2. Income Redundancy

This is hard advice to follow but it’s better to not be employed by a single employer. If you are going to earn your income as a physician then it’s best to do it from different medical groups simultaneously.

When I was in Spain I got taken off of shifts by 2 employers simultaneously. Fortunately, I had a 3rd income source. Imagine the chances of that – 2 employers within a week of each other took me off of my shifts for unrelated reasons.

Your employer knows exactly how much they can push you around. When you earn income from other sources, when you are financially independent, and when you could give a fuck then they can’t lean you as hard.

I am talking about responsible clinicians here. None of should abuse the system, that’s not the point. Those of you who are hardworking and dedicated physicians know the kind of situation I’m talking about.

3. Independent Documentation

A PA buddy of mine won a wrongful termination lawsuit (settlement) against his employer because this guy kept meticulous records during his 8 years at that medical group.

They tried to bully him out and eventually let him go. By that time this guy had so much dirt on the medical director and the medical group practices that they settled on a very healthy amount – without him ever even having to disclose his recorded documents.

My advice to you is that if you have an odd patient interaction then create your own online document about that visit – this is admissible in court.

If you have a shitty interaction with your boss then write it down. Email it right away to a friend to timestamp the conversation. Maybe you’ll never use it or maybe it’ll save you from unfair practices.

2 replies on “A Medication Refill Is Not A Refill”

How do you create your own independent online document about a visit. I’d be concerned about HIPAA as well.
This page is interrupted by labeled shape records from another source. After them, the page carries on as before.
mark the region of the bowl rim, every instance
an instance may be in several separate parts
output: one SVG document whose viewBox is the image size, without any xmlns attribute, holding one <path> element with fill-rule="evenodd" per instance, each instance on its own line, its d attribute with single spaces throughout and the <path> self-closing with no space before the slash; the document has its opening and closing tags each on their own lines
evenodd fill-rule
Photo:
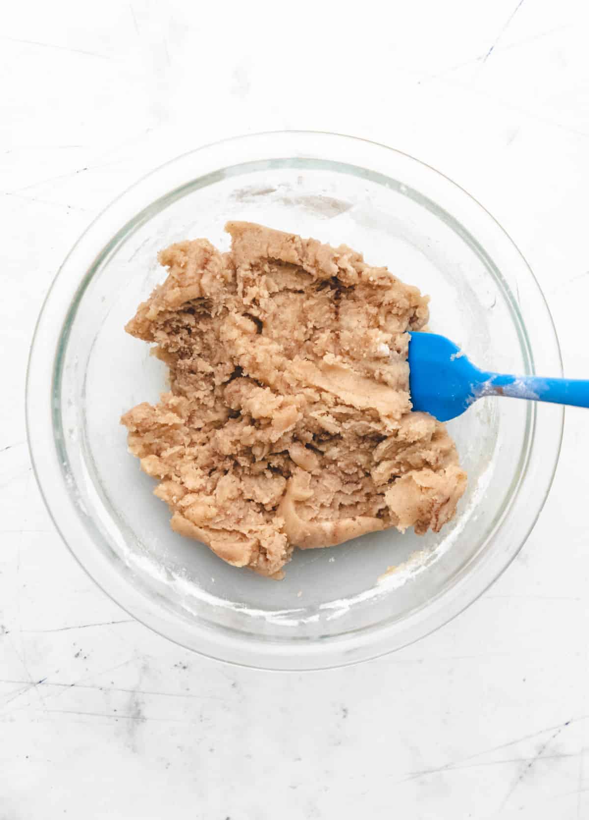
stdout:
<svg viewBox="0 0 589 820">
<path fill-rule="evenodd" d="M 41 425 L 38 423 L 39 420 L 35 416 L 38 408 L 38 404 L 35 402 L 35 398 L 38 399 L 39 397 L 39 390 L 36 390 L 36 387 L 43 384 L 44 384 L 45 386 L 47 386 L 47 378 L 43 379 L 39 377 L 40 375 L 39 368 L 43 367 L 43 366 L 47 367 L 48 351 L 49 351 L 50 353 L 54 351 L 52 357 L 52 367 L 51 367 L 51 371 L 52 373 L 55 371 L 56 360 L 58 353 L 57 343 L 59 342 L 59 339 L 61 339 L 63 332 L 64 322 L 60 321 L 59 323 L 58 326 L 59 329 L 57 334 L 57 338 L 55 348 L 53 348 L 51 344 L 46 344 L 47 340 L 45 339 L 43 339 L 43 344 L 41 344 L 42 336 L 43 335 L 42 330 L 44 330 L 43 322 L 45 320 L 48 319 L 48 317 L 51 314 L 51 311 L 48 308 L 49 306 L 51 305 L 54 295 L 57 293 L 58 282 L 61 281 L 60 277 L 61 274 L 67 270 L 68 265 L 70 264 L 70 261 L 74 258 L 75 253 L 84 246 L 84 241 L 88 236 L 88 235 L 92 234 L 93 229 L 97 226 L 99 226 L 101 224 L 103 217 L 105 217 L 106 215 L 109 214 L 111 212 L 111 210 L 115 207 L 115 206 L 116 206 L 118 203 L 124 203 L 125 198 L 128 197 L 129 194 L 132 194 L 137 192 L 138 189 L 140 189 L 142 185 L 143 185 L 146 182 L 157 176 L 157 175 L 161 175 L 163 172 L 165 171 L 166 169 L 173 166 L 174 163 L 181 163 L 183 160 L 186 160 L 188 157 L 193 157 L 197 154 L 202 156 L 203 153 L 206 153 L 207 149 L 215 149 L 221 148 L 223 146 L 227 146 L 228 144 L 234 144 L 236 143 L 242 143 L 242 144 L 252 142 L 255 143 L 256 140 L 260 139 L 267 140 L 268 139 L 271 139 L 273 137 L 282 139 L 284 139 L 286 138 L 287 142 L 288 139 L 290 137 L 299 137 L 302 138 L 303 139 L 307 139 L 310 141 L 313 141 L 314 139 L 324 139 L 325 138 L 327 138 L 328 139 L 335 139 L 338 140 L 345 141 L 348 144 L 354 144 L 355 145 L 357 145 L 360 144 L 364 144 L 365 146 L 371 146 L 373 148 L 377 148 L 378 151 L 382 152 L 383 150 L 384 150 L 384 152 L 390 152 L 392 154 L 396 155 L 397 157 L 403 157 L 406 161 L 409 161 L 410 163 L 415 164 L 421 169 L 427 170 L 427 173 L 428 175 L 433 175 L 434 177 L 445 180 L 445 184 L 449 187 L 449 189 L 460 191 L 460 196 L 464 198 L 465 201 L 469 202 L 471 205 L 474 206 L 475 209 L 478 209 L 479 212 L 483 212 L 485 215 L 484 218 L 487 218 L 490 221 L 490 224 L 491 223 L 494 224 L 496 230 L 498 229 L 498 231 L 501 235 L 502 240 L 505 241 L 506 244 L 508 244 L 510 246 L 510 248 L 515 252 L 517 257 L 519 257 L 519 263 L 520 264 L 523 263 L 523 266 L 527 271 L 527 273 L 529 275 L 529 279 L 528 279 L 529 283 L 530 285 L 532 285 L 533 289 L 535 290 L 537 300 L 537 297 L 539 297 L 540 308 L 544 312 L 545 319 L 548 320 L 548 322 L 547 323 L 545 322 L 545 324 L 546 325 L 547 328 L 550 328 L 551 330 L 550 343 L 552 344 L 554 348 L 552 353 L 553 355 L 555 354 L 555 367 L 558 367 L 559 372 L 560 374 L 562 373 L 562 358 L 560 354 L 560 349 L 558 338 L 556 335 L 555 328 L 554 326 L 554 321 L 552 320 L 550 309 L 546 303 L 546 298 L 541 289 L 540 289 L 540 286 L 536 280 L 536 277 L 533 275 L 533 272 L 530 269 L 529 266 L 528 265 L 528 262 L 524 259 L 519 248 L 517 247 L 515 243 L 511 239 L 511 238 L 509 236 L 506 231 L 501 227 L 499 222 L 495 219 L 495 217 L 493 217 L 492 215 L 490 214 L 489 212 L 487 211 L 487 209 L 483 206 L 482 206 L 480 203 L 478 202 L 477 199 L 475 199 L 471 194 L 469 194 L 467 191 L 465 191 L 464 188 L 462 188 L 457 183 L 454 182 L 451 179 L 450 179 L 450 177 L 446 176 L 443 173 L 437 171 L 433 166 L 429 166 L 428 163 L 422 162 L 420 160 L 416 159 L 415 157 L 412 157 L 411 155 L 405 152 L 399 151 L 396 148 L 389 148 L 388 146 L 383 145 L 377 142 L 374 142 L 372 140 L 364 139 L 359 137 L 347 136 L 341 134 L 333 134 L 327 131 L 287 130 L 287 131 L 265 131 L 265 132 L 261 132 L 259 134 L 230 137 L 213 143 L 209 143 L 206 145 L 203 145 L 198 148 L 185 152 L 184 153 L 179 155 L 179 157 L 169 160 L 168 162 L 165 162 L 164 164 L 157 166 L 156 169 L 144 175 L 137 182 L 134 183 L 134 184 L 128 187 L 122 194 L 120 194 L 117 198 L 116 198 L 105 208 L 103 208 L 100 212 L 100 213 L 98 213 L 98 215 L 94 218 L 94 220 L 93 220 L 93 221 L 88 225 L 88 226 L 80 235 L 79 239 L 77 240 L 77 242 L 72 247 L 70 253 L 66 257 L 63 263 L 61 264 L 61 266 L 59 268 L 59 271 L 57 271 L 57 274 L 54 277 L 51 287 L 49 288 L 48 294 L 43 300 L 43 303 L 41 308 L 41 311 L 39 312 L 35 325 L 35 329 L 33 335 L 33 340 L 29 356 L 29 363 L 27 367 L 25 403 L 26 403 L 27 439 L 29 442 L 29 454 L 38 485 L 41 491 L 42 497 L 48 508 L 49 515 L 53 522 L 53 524 L 55 525 L 56 529 L 57 532 L 60 534 L 61 539 L 64 540 L 66 546 L 68 547 L 71 554 L 74 555 L 74 557 L 76 558 L 78 563 L 80 564 L 80 566 L 82 566 L 82 567 L 90 576 L 90 577 L 92 577 L 93 580 L 100 586 L 100 588 L 102 589 L 103 591 L 106 592 L 107 595 L 109 595 L 110 598 L 111 598 L 119 606 L 120 606 L 121 608 L 128 612 L 132 617 L 134 617 L 137 620 L 139 620 L 141 622 L 149 626 L 151 629 L 153 629 L 155 631 L 158 632 L 163 636 L 168 638 L 169 640 L 175 641 L 179 645 L 185 646 L 194 651 L 199 652 L 200 654 L 204 654 L 206 657 L 216 658 L 217 659 L 223 660 L 228 663 L 236 663 L 238 665 L 249 666 L 254 668 L 261 667 L 261 668 L 273 668 L 273 669 L 283 669 L 283 670 L 292 669 L 297 671 L 302 671 L 304 669 L 328 668 L 332 667 L 349 665 L 359 663 L 360 661 L 362 660 L 379 657 L 383 654 L 387 654 L 396 649 L 400 649 L 401 646 L 409 645 L 410 644 L 414 643 L 415 640 L 419 640 L 421 637 L 424 637 L 428 634 L 430 634 L 431 632 L 434 631 L 445 623 L 447 623 L 449 621 L 453 619 L 455 617 L 456 617 L 456 615 L 458 615 L 464 608 L 469 606 L 470 604 L 473 603 L 473 601 L 476 600 L 483 594 L 483 592 L 484 592 L 485 590 L 488 588 L 488 586 L 490 586 L 492 583 L 494 583 L 494 581 L 502 574 L 502 572 L 505 572 L 509 564 L 511 563 L 511 561 L 514 560 L 515 556 L 521 549 L 529 533 L 533 528 L 533 526 L 535 525 L 536 521 L 537 520 L 540 512 L 541 511 L 544 506 L 544 503 L 550 491 L 550 488 L 551 486 L 552 481 L 554 479 L 556 466 L 558 464 L 558 458 L 559 458 L 560 444 L 562 441 L 562 435 L 563 435 L 564 409 L 559 408 L 560 412 L 559 410 L 556 410 L 555 412 L 553 412 L 554 417 L 559 418 L 560 417 L 560 420 L 557 425 L 558 430 L 556 429 L 556 426 L 554 426 L 551 434 L 552 451 L 553 451 L 552 458 L 543 459 L 543 467 L 545 468 L 544 469 L 545 474 L 542 476 L 542 483 L 543 483 L 542 490 L 540 495 L 537 498 L 535 498 L 534 499 L 534 506 L 537 507 L 537 509 L 535 510 L 533 514 L 529 517 L 527 523 L 527 526 L 524 528 L 525 531 L 523 532 L 522 535 L 520 535 L 520 536 L 519 537 L 519 544 L 517 547 L 512 548 L 509 551 L 508 555 L 502 556 L 501 560 L 499 562 L 499 566 L 495 567 L 494 571 L 489 575 L 486 581 L 484 583 L 478 584 L 478 588 L 476 591 L 476 594 L 467 594 L 466 595 L 464 595 L 464 589 L 463 589 L 463 599 L 460 601 L 455 602 L 455 605 L 451 608 L 451 612 L 446 611 L 445 613 L 442 615 L 442 617 L 439 617 L 438 613 L 438 617 L 433 619 L 435 622 L 427 623 L 427 624 L 422 623 L 421 628 L 420 628 L 420 624 L 418 622 L 415 625 L 417 628 L 416 630 L 414 631 L 415 634 L 412 636 L 407 636 L 406 640 L 403 640 L 402 641 L 397 642 L 394 645 L 387 645 L 387 640 L 381 639 L 379 643 L 378 641 L 370 642 L 369 645 L 368 645 L 370 647 L 369 651 L 365 651 L 366 647 L 364 648 L 364 651 L 360 651 L 360 652 L 358 651 L 357 647 L 356 647 L 356 651 L 352 652 L 347 651 L 345 648 L 342 646 L 340 646 L 340 648 L 338 649 L 338 644 L 345 643 L 347 640 L 350 640 L 349 633 L 347 633 L 344 636 L 331 636 L 328 639 L 327 639 L 326 641 L 319 641 L 317 639 L 315 639 L 312 642 L 310 641 L 306 645 L 304 645 L 303 653 L 305 654 L 306 660 L 305 660 L 302 663 L 301 661 L 301 658 L 293 658 L 292 657 L 291 657 L 292 653 L 286 652 L 284 657 L 280 659 L 280 663 L 277 664 L 276 658 L 275 657 L 273 657 L 271 650 L 270 654 L 268 653 L 268 651 L 260 651 L 261 649 L 260 647 L 257 647 L 258 650 L 257 656 L 255 658 L 255 660 L 251 660 L 251 656 L 252 654 L 251 648 L 250 648 L 249 650 L 246 649 L 245 651 L 243 650 L 243 648 L 241 648 L 241 649 L 239 649 L 239 651 L 238 652 L 230 651 L 229 653 L 229 655 L 228 653 L 225 651 L 220 654 L 218 652 L 215 653 L 214 648 L 216 645 L 217 641 L 215 640 L 215 636 L 213 635 L 210 635 L 207 640 L 204 641 L 205 648 L 203 649 L 202 646 L 193 645 L 192 642 L 187 642 L 186 640 L 183 640 L 182 636 L 170 634 L 170 631 L 165 629 L 166 622 L 169 625 L 171 624 L 170 618 L 168 617 L 167 619 L 166 618 L 162 619 L 161 617 L 161 613 L 160 613 L 160 617 L 158 617 L 157 614 L 154 616 L 153 613 L 151 611 L 152 608 L 151 605 L 146 606 L 146 600 L 145 600 L 146 596 L 143 594 L 143 592 L 139 592 L 138 590 L 135 590 L 136 594 L 131 596 L 134 599 L 134 600 L 130 604 L 121 603 L 121 599 L 124 602 L 128 601 L 129 595 L 127 594 L 127 593 L 129 593 L 129 584 L 123 585 L 125 587 L 124 590 L 123 585 L 121 585 L 120 583 L 119 584 L 111 583 L 111 581 L 114 581 L 114 576 L 109 578 L 108 583 L 105 582 L 102 577 L 103 573 L 102 572 L 101 570 L 99 570 L 99 568 L 96 565 L 96 563 L 95 562 L 93 563 L 93 567 L 90 566 L 93 564 L 93 561 L 89 559 L 88 551 L 84 552 L 84 548 L 83 547 L 80 548 L 78 544 L 76 544 L 76 548 L 75 548 L 72 545 L 72 543 L 70 543 L 71 539 L 68 539 L 68 537 L 66 537 L 65 531 L 67 530 L 67 526 L 64 524 L 64 519 L 66 517 L 65 512 L 64 511 L 61 510 L 60 511 L 61 514 L 58 515 L 57 512 L 54 511 L 57 510 L 57 507 L 54 507 L 54 505 L 51 503 L 50 500 L 50 496 L 52 494 L 53 492 L 51 486 L 53 479 L 48 473 L 48 470 L 50 469 L 49 463 L 51 462 L 51 458 L 42 458 L 40 456 L 38 456 L 38 453 L 40 453 L 39 448 L 43 446 L 39 440 L 39 435 L 43 435 L 43 433 L 40 432 Z M 306 154 L 305 154 L 304 156 L 306 157 L 307 157 Z M 434 204 L 437 203 L 434 203 Z M 149 207 L 150 206 L 147 206 L 145 210 L 147 210 Z M 442 208 L 441 206 L 437 207 Z M 123 229 L 120 229 L 120 230 L 116 232 L 116 235 L 118 235 L 118 234 L 122 232 L 122 230 Z M 88 268 L 86 269 L 86 271 L 83 271 L 82 279 L 78 283 L 78 286 L 75 289 L 73 298 L 70 300 L 70 304 L 66 307 L 65 314 L 66 316 L 68 315 L 71 305 L 76 300 L 80 292 L 80 288 L 82 288 L 84 280 L 87 276 L 87 271 Z M 57 312 L 58 314 L 57 317 L 58 320 L 63 318 L 63 314 L 60 313 L 58 311 L 54 312 Z M 523 323 L 523 317 L 520 316 L 517 308 L 516 308 L 516 313 L 519 317 L 519 319 L 522 322 L 522 326 L 523 327 L 525 333 L 526 326 Z M 55 320 L 53 320 L 53 322 L 55 322 Z M 55 330 L 54 330 L 54 335 L 55 335 Z M 532 348 L 530 348 L 530 352 L 531 353 L 533 353 Z M 44 393 L 44 391 L 43 392 Z M 45 395 L 48 396 L 48 398 L 47 393 L 45 393 Z M 34 404 L 35 405 L 34 408 L 33 407 Z M 55 407 L 52 405 L 50 408 L 50 412 L 48 413 L 48 417 L 52 416 L 55 410 L 56 410 Z M 535 435 L 536 416 L 537 416 L 535 406 L 532 410 L 532 416 L 533 416 L 532 425 L 531 436 L 528 445 L 528 450 L 530 452 L 532 451 L 532 445 L 533 444 L 534 435 Z M 45 425 L 45 429 L 46 429 L 46 425 Z M 55 440 L 52 437 L 52 441 L 49 446 L 55 447 L 55 444 L 56 444 Z M 35 451 L 37 451 L 37 453 Z M 45 452 L 44 455 L 45 456 L 48 455 L 47 451 Z M 546 467 L 547 470 L 546 469 Z M 520 472 L 519 473 L 518 484 L 521 483 L 521 481 L 525 479 L 526 472 L 527 471 L 524 464 L 524 467 L 522 470 L 520 470 Z M 68 488 L 66 489 L 67 490 Z M 70 489 L 71 488 L 70 488 Z M 515 495 L 517 495 L 517 492 Z M 509 512 L 510 507 L 510 504 L 508 504 L 507 512 Z M 496 529 L 497 527 L 495 527 L 493 532 L 495 532 L 495 530 Z M 94 549 L 93 551 L 97 552 L 97 550 L 96 549 Z M 93 551 L 91 550 L 90 554 L 92 554 L 92 552 Z M 99 577 L 97 577 L 97 575 Z M 122 579 L 119 580 L 122 581 Z M 457 585 L 455 584 L 453 585 L 452 588 L 455 587 L 456 585 Z M 116 587 L 116 590 L 115 591 L 111 591 L 113 587 Z M 446 591 L 447 592 L 447 590 Z M 450 591 L 451 592 L 451 589 Z M 143 599 L 143 601 L 138 600 L 137 599 L 138 593 L 141 596 L 141 598 Z M 447 595 L 442 594 L 441 597 L 444 598 L 447 597 Z M 428 605 L 429 604 L 429 603 L 430 602 L 428 601 Z M 425 619 L 424 618 L 418 619 L 418 621 L 424 621 L 424 620 L 431 621 L 432 615 L 430 614 L 430 616 Z M 156 622 L 154 622 L 154 621 Z M 202 625 L 200 626 L 201 628 L 202 629 Z M 378 629 L 380 629 L 382 631 L 386 627 L 383 625 L 374 625 L 370 628 L 373 631 L 378 631 Z M 205 628 L 204 631 L 207 631 L 206 628 Z M 208 630 L 208 631 L 211 631 L 211 630 Z M 216 637 L 218 639 L 218 636 Z M 238 641 L 239 641 L 240 640 L 243 640 L 242 636 L 238 636 L 237 638 Z M 202 643 L 202 641 L 201 641 L 201 643 Z M 268 646 L 266 647 L 266 649 L 270 646 L 271 643 L 272 642 L 269 643 Z M 334 651 L 333 653 L 330 653 L 330 654 L 333 654 L 333 658 L 330 657 L 328 661 L 324 657 L 324 654 L 327 649 L 327 645 L 326 645 L 327 644 L 329 644 L 334 649 Z M 320 645 L 318 646 L 317 645 Z M 231 649 L 231 647 L 229 647 L 229 649 Z M 235 647 L 233 647 L 233 649 L 234 649 Z M 293 647 L 292 649 L 294 649 L 296 648 Z M 300 645 L 298 649 L 301 649 Z M 360 647 L 360 649 L 361 649 L 362 648 Z M 342 654 L 342 651 L 343 651 L 343 654 Z M 256 653 L 254 653 L 254 654 L 256 654 Z M 328 662 L 326 663 L 326 661 Z"/>
</svg>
You might be misunderstanding HIPAA. You can document anything you want about a patient visit on any platform that you can keep safe. You have to demonstrate that you are taking steps to keep it safe. In fact, you can open a clinic and start seeing patients and document on an online spreadsheet as long as it’s password protected and nobody but you has access to it.
At the same time you can have the most advanced HIPAA-baptised platform and if you leave your computer screen on then you’re risking the patient’s privacy.
That said, if you don’t feel comfortable entering the patient’s details then you can use patient initials and the time and date and the telemedicine platform on which you performed the visit.
I use Google Documents with 2-factor authentication on a separate email account from my personal email account and whenever I experience anything that is potentially risky to my profession I open the document and enter the time and date and event. This includes patient interactions where I worry that a patient might get me in trouble later.
How do you know that the company you work for doesn’t have a way of altering your documentation? A classic case is when I tell a patient with CP and SOB to go immediately to the ER and they start pushing back. And they decide to sue because my telemedicine platform is responsible on following up with such patients through their concierge arm to make sure that what I recommended gets done. They then erase that part and I’m left with my dick in my hand before the medical board. Or let’s say there is a software glitch and the data gets corrupted.

The good news is that most patient interactions don’t require any extra documentation at all. But in a legal system where it’s all about he said/she said, it’s vital to take extra steps.

This becomes an increasingly bigger problem as your net worth grows. If you are $300k in debt with SL’s and have a $900k mortgage and 2 kids and a heterosexual marriage then you make for a shitty target for a malpractice lawyer. But if you’re a bachelor physician with a NW of $1M then you are a court’s wet dream.